Another auxiliary skill I developed while building this compiler was the ability to hand write ia32 assembly code. My only experience with an assembly language had been with MIPS and the two languages are very different. Hilfinger is big on practical knowledge, and since few (if any?) use MIPS outside of academia, he figured it’d be better for us to learn ia32 and use it as the target language. I, being very results oriented, wanted to learn only as much of ia32 as I needed to compile python code but we naturally ran into a lot of problems in the compilation. The only way we could figure out what we were doing wrong was to look at the assembly, figure out what it was doing, and then pinpoint what it was doing wrong, so that involved me learning a lot of the details that I didn’t set out to learn. By the end of it, my way of debugging was to look at a python program, hand-write the assembly for it, and then work to make our compiler produce similar output. I actually got pretty fast at it, much to my
surpise.
The most rewarding thing about the project was that it was really cool to see it work correctly. We tested by comparing the output of our binaries with the standard python interpreter (which actually made things really easy to test), but it was really cool to see all of our test programs compile and run correctly. When we finally got all of our tests to pass, I definitely felt a sense of accomplishment from completing such a monumental task. I don’t know if you get that sense in real software development, because your software is never “done” but the relief/joy/pride in completing almost made all the effort worthwhile.

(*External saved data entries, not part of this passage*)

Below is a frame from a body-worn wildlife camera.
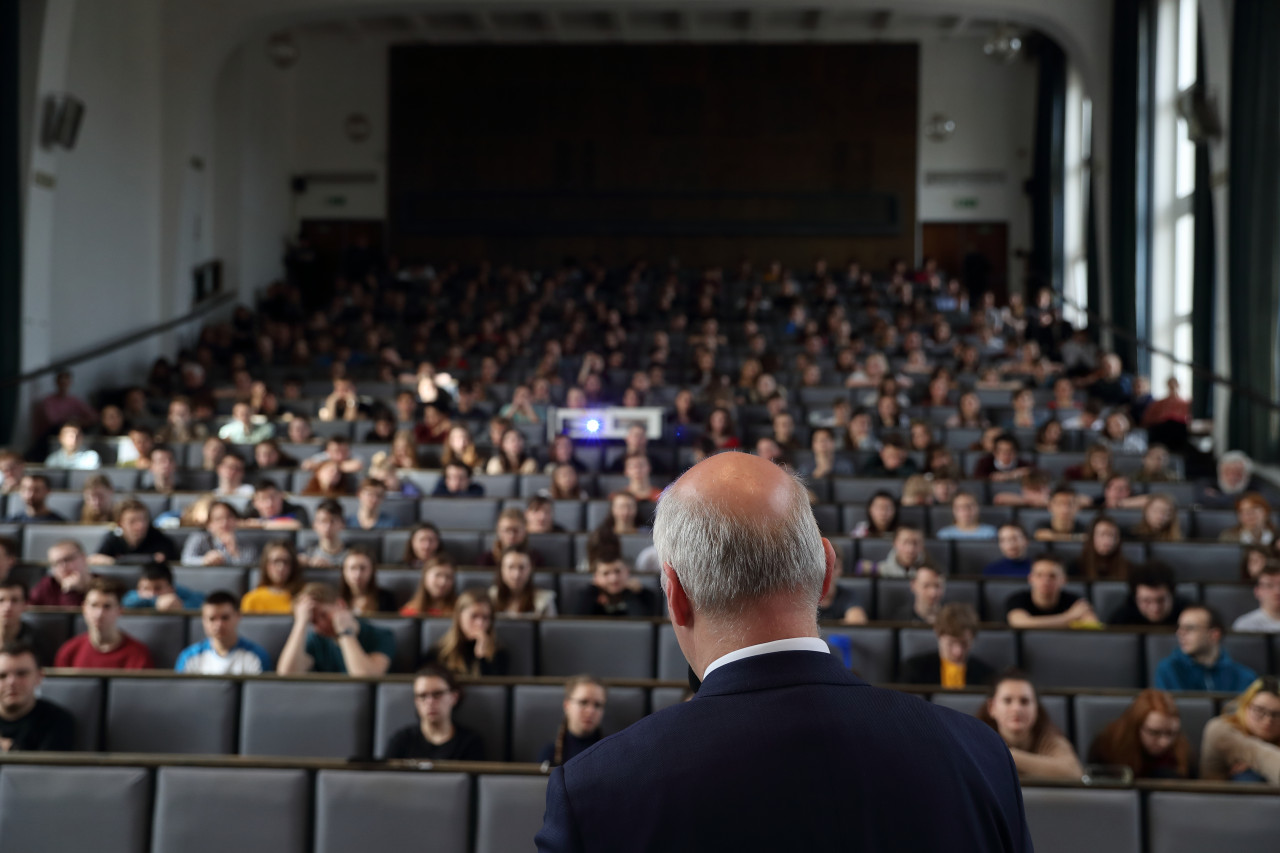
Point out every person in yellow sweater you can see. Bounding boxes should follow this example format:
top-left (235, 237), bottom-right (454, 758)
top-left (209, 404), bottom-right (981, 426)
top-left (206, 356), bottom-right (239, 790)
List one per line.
top-left (240, 541), bottom-right (303, 614)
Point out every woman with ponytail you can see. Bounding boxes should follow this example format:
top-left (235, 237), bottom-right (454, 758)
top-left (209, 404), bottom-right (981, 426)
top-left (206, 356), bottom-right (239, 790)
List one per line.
top-left (538, 676), bottom-right (607, 766)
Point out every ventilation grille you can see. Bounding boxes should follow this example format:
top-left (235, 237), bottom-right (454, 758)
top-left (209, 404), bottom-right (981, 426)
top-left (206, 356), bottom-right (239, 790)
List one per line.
top-left (923, 170), bottom-right (1008, 187)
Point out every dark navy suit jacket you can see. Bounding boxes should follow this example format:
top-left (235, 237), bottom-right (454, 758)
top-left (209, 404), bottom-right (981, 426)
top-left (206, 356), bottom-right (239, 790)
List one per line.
top-left (536, 649), bottom-right (1031, 852)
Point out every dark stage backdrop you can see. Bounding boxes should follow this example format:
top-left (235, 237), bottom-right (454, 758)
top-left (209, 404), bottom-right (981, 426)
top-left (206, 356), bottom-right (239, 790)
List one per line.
top-left (388, 44), bottom-right (918, 268)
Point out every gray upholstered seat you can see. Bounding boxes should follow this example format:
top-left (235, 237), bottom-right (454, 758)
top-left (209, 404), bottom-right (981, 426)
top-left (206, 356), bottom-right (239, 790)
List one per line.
top-left (1022, 787), bottom-right (1141, 853)
top-left (239, 680), bottom-right (372, 759)
top-left (0, 765), bottom-right (151, 853)
top-left (821, 626), bottom-right (895, 683)
top-left (1147, 791), bottom-right (1280, 851)
top-left (315, 770), bottom-right (469, 853)
top-left (151, 766), bottom-right (309, 853)
top-left (419, 498), bottom-right (500, 531)
top-left (1021, 630), bottom-right (1143, 689)
top-left (475, 775), bottom-right (552, 853)
top-left (38, 675), bottom-right (103, 751)
top-left (106, 676), bottom-right (238, 754)
top-left (538, 619), bottom-right (654, 679)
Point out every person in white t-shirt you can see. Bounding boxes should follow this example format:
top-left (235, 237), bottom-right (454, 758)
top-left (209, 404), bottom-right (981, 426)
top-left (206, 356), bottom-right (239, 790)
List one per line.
top-left (174, 591), bottom-right (272, 674)
top-left (1232, 566), bottom-right (1280, 633)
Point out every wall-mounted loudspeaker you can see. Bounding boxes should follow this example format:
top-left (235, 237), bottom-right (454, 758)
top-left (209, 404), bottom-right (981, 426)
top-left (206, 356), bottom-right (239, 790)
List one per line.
top-left (41, 93), bottom-right (85, 150)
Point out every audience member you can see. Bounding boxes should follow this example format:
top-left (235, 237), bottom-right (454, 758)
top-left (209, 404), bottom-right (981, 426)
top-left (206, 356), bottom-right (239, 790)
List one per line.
top-left (983, 524), bottom-right (1035, 578)
top-left (121, 561), bottom-right (204, 611)
top-left (424, 589), bottom-right (509, 676)
top-left (43, 422), bottom-right (100, 470)
top-left (6, 475), bottom-right (65, 523)
top-left (54, 578), bottom-right (154, 669)
top-left (1128, 493), bottom-right (1182, 541)
top-left (384, 664), bottom-right (486, 761)
top-left (0, 538), bottom-right (15, 584)
top-left (181, 500), bottom-right (259, 566)
top-left (1199, 676), bottom-right (1280, 783)
top-left (577, 541), bottom-right (658, 617)
top-left (432, 461), bottom-right (485, 497)
top-left (243, 479), bottom-right (309, 529)
top-left (400, 555), bottom-right (457, 617)
top-left (892, 565), bottom-right (946, 624)
top-left (0, 580), bottom-right (52, 665)
top-left (90, 499), bottom-right (180, 565)
top-left (1154, 605), bottom-right (1257, 692)
top-left (538, 675), bottom-right (607, 766)
top-left (972, 433), bottom-right (1033, 483)
top-left (490, 547), bottom-right (557, 617)
top-left (339, 547), bottom-right (396, 615)
top-left (992, 470), bottom-right (1053, 508)
top-left (976, 669), bottom-right (1083, 780)
top-left (850, 491), bottom-right (899, 539)
top-left (1033, 487), bottom-right (1086, 542)
top-left (1231, 565), bottom-right (1280, 633)
top-left (860, 436), bottom-right (918, 479)
top-left (1219, 493), bottom-right (1277, 546)
top-left (1005, 558), bottom-right (1097, 628)
top-left (858, 526), bottom-right (930, 578)
top-left (298, 500), bottom-right (349, 568)
top-left (214, 454), bottom-right (253, 497)
top-left (0, 451), bottom-right (24, 495)
top-left (1106, 563), bottom-right (1187, 627)
top-left (1070, 516), bottom-right (1130, 581)
top-left (936, 492), bottom-right (997, 540)
top-left (174, 591), bottom-right (272, 674)
top-left (347, 478), bottom-right (396, 530)
top-left (402, 522), bottom-right (443, 570)
top-left (29, 541), bottom-right (92, 606)
top-left (524, 496), bottom-right (563, 534)
top-left (1088, 689), bottom-right (1191, 779)
top-left (0, 641), bottom-right (75, 751)
top-left (277, 582), bottom-right (393, 675)
top-left (479, 508), bottom-right (543, 568)
top-left (240, 541), bottom-right (303, 614)
top-left (900, 603), bottom-right (995, 688)
top-left (816, 555), bottom-right (867, 624)
top-left (78, 474), bottom-right (116, 523)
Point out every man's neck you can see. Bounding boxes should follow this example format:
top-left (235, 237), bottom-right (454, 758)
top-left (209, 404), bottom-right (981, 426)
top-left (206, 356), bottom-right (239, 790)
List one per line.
top-left (0, 699), bottom-right (36, 722)
top-left (1191, 646), bottom-right (1220, 667)
top-left (421, 718), bottom-right (455, 743)
top-left (0, 620), bottom-right (19, 642)
top-left (210, 635), bottom-right (234, 656)
top-left (916, 604), bottom-right (938, 624)
top-left (1030, 591), bottom-right (1059, 610)
top-left (688, 610), bottom-right (819, 679)
top-left (89, 628), bottom-right (122, 652)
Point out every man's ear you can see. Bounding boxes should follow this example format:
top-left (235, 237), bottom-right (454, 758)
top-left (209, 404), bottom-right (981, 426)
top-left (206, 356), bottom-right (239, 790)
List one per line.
top-left (820, 537), bottom-right (836, 600)
top-left (663, 562), bottom-right (692, 627)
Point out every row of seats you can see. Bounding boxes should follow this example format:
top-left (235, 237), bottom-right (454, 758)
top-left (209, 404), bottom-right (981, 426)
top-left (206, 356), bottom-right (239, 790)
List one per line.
top-left (24, 672), bottom-right (1246, 764)
top-left (2, 727), bottom-right (1276, 853)
top-left (33, 612), bottom-right (1280, 686)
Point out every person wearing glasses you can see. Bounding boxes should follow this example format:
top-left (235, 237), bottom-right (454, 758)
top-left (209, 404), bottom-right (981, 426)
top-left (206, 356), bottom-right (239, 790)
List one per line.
top-left (1153, 605), bottom-right (1257, 692)
top-left (384, 664), bottom-right (485, 761)
top-left (1087, 689), bottom-right (1191, 779)
top-left (1200, 677), bottom-right (1280, 783)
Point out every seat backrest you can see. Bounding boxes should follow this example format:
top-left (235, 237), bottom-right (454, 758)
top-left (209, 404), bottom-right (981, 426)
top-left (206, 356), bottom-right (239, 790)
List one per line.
top-left (1147, 791), bottom-right (1280, 852)
top-left (419, 498), bottom-right (500, 531)
top-left (235, 616), bottom-right (294, 668)
top-left (474, 776), bottom-right (551, 853)
top-left (373, 681), bottom-right (510, 762)
top-left (38, 675), bottom-right (103, 751)
top-left (656, 623), bottom-right (687, 681)
top-left (1021, 631), bottom-right (1143, 689)
top-left (821, 626), bottom-right (896, 683)
top-left (474, 474), bottom-right (518, 498)
top-left (509, 684), bottom-right (646, 763)
top-left (20, 611), bottom-right (72, 666)
top-left (105, 677), bottom-right (238, 754)
top-left (108, 614), bottom-right (190, 669)
top-left (1147, 542), bottom-right (1242, 582)
top-left (363, 617), bottom-right (420, 673)
top-left (315, 770), bottom-right (470, 853)
top-left (22, 523), bottom-right (104, 561)
top-left (1071, 693), bottom-right (1138, 760)
top-left (439, 531), bottom-right (484, 564)
top-left (0, 765), bottom-right (151, 853)
top-left (171, 566), bottom-right (248, 597)
top-left (152, 766), bottom-right (309, 853)
top-left (240, 680), bottom-right (372, 759)
top-left (537, 620), bottom-right (654, 678)
top-left (981, 579), bottom-right (1029, 622)
top-left (1021, 788), bottom-right (1140, 853)
top-left (527, 533), bottom-right (573, 568)
top-left (1203, 583), bottom-right (1261, 626)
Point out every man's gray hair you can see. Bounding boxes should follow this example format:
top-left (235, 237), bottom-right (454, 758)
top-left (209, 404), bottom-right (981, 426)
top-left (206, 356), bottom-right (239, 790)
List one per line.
top-left (652, 466), bottom-right (825, 618)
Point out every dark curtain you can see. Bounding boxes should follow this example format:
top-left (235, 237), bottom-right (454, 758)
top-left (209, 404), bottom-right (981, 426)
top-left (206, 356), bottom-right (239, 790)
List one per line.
top-left (0, 0), bottom-right (20, 444)
top-left (1189, 31), bottom-right (1215, 420)
top-left (1029, 38), bottom-right (1067, 303)
top-left (1109, 0), bottom-right (1155, 372)
top-left (1226, 0), bottom-right (1280, 454)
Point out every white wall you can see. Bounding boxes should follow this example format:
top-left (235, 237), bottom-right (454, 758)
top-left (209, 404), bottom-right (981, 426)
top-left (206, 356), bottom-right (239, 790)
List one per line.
top-left (917, 36), bottom-right (1038, 291)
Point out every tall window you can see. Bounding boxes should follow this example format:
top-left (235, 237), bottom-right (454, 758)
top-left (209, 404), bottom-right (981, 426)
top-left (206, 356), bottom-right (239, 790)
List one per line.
top-left (1062, 71), bottom-right (1091, 328)
top-left (1150, 0), bottom-right (1198, 393)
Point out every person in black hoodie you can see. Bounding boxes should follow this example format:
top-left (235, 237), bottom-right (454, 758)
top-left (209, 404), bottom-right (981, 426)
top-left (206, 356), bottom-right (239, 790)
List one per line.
top-left (1105, 562), bottom-right (1188, 627)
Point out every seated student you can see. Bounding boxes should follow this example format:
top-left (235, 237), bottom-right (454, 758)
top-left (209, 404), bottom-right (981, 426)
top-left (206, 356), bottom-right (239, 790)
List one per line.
top-left (400, 555), bottom-right (458, 618)
top-left (983, 524), bottom-right (1036, 578)
top-left (402, 522), bottom-right (443, 571)
top-left (79, 474), bottom-right (117, 524)
top-left (121, 561), bottom-right (204, 611)
top-left (524, 496), bottom-right (564, 534)
top-left (816, 553), bottom-right (868, 624)
top-left (1033, 486), bottom-right (1087, 542)
top-left (242, 479), bottom-right (308, 529)
top-left (240, 541), bottom-right (304, 614)
top-left (538, 676), bottom-right (607, 767)
top-left (858, 436), bottom-right (918, 479)
top-left (972, 433), bottom-right (1034, 483)
top-left (424, 589), bottom-right (509, 676)
top-left (1128, 493), bottom-right (1183, 541)
top-left (900, 603), bottom-right (995, 688)
top-left (478, 509), bottom-right (545, 569)
top-left (490, 547), bottom-right (557, 617)
top-left (213, 453), bottom-right (254, 498)
top-left (0, 537), bottom-right (17, 585)
top-left (1154, 605), bottom-right (1257, 692)
top-left (1107, 562), bottom-right (1188, 627)
top-left (54, 577), bottom-right (154, 669)
top-left (182, 500), bottom-right (260, 566)
top-left (849, 491), bottom-right (899, 539)
top-left (298, 500), bottom-right (349, 568)
top-left (90, 499), bottom-right (181, 566)
top-left (1200, 676), bottom-right (1280, 784)
top-left (936, 492), bottom-right (997, 540)
top-left (276, 582), bottom-right (394, 676)
top-left (1218, 492), bottom-right (1277, 546)
top-left (339, 547), bottom-right (396, 615)
top-left (798, 427), bottom-right (855, 479)
top-left (217, 401), bottom-right (274, 445)
top-left (857, 526), bottom-right (931, 578)
top-left (431, 461), bottom-right (486, 498)
top-left (0, 580), bottom-right (53, 666)
top-left (384, 664), bottom-right (486, 761)
top-left (346, 478), bottom-right (396, 531)
top-left (0, 450), bottom-right (24, 495)
top-left (43, 422), bottom-right (100, 470)
top-left (6, 474), bottom-right (65, 523)
top-left (575, 543), bottom-right (658, 618)
top-left (976, 668), bottom-right (1083, 780)
top-left (175, 591), bottom-right (272, 674)
top-left (892, 565), bottom-right (947, 624)
top-left (1069, 516), bottom-right (1131, 581)
top-left (1005, 557), bottom-right (1098, 628)
top-left (1088, 689), bottom-right (1192, 779)
top-left (30, 540), bottom-right (93, 607)
top-left (1232, 564), bottom-right (1280, 633)
top-left (0, 641), bottom-right (75, 751)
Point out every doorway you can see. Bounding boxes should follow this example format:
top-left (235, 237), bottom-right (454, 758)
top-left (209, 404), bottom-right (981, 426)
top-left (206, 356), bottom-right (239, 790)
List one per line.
top-left (921, 222), bottom-right (1009, 303)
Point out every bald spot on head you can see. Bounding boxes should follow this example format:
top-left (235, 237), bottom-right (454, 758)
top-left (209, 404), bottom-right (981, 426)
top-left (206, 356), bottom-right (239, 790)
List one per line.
top-left (671, 451), bottom-right (796, 525)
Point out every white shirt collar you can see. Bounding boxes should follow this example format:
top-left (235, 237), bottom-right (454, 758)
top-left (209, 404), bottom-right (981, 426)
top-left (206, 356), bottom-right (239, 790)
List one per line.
top-left (701, 637), bottom-right (831, 680)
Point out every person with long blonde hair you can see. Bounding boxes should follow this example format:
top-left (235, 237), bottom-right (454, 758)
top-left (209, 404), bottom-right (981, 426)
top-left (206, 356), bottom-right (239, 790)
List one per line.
top-left (1088, 689), bottom-right (1191, 778)
top-left (424, 589), bottom-right (509, 676)
top-left (1200, 676), bottom-right (1280, 783)
top-left (538, 675), bottom-right (607, 766)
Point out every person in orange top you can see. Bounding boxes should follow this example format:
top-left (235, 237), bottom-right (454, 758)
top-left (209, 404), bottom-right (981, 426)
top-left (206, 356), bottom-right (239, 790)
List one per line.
top-left (899, 603), bottom-right (995, 688)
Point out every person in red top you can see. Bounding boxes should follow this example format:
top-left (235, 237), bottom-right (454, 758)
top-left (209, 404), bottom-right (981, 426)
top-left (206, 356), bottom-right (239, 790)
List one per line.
top-left (29, 541), bottom-right (93, 607)
top-left (53, 577), bottom-right (153, 669)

The project isn’t something you can show off to a lot of people (like our pacman projects from AI), because I wouldn’t even expected non-computer-saavy people to know what a compiler is, but I find this to be further validation of how cool the project is. When you build a website and show it to people, they generally react positively, but when you build something that people don’t understand and they stare blankely at you, it validates that you are good at what you do. It’s similar to how my friends were awestruck when they found out their GSI (graduate student instructor) was studying quasi-smooth derived manifolds. When you are studying something that “no one” knows about and you’re successful, it’s very rewarding.
Everyone at Berkeley warns against taking compilers, because of how hard it’s supposed to be. However, my advice to Berkeley CS undergrads: definitely take the compilers class. I think it’s the single class that I’ve learned the most in, and it’s actually pretty rewarding too. But be prepared to work really hard.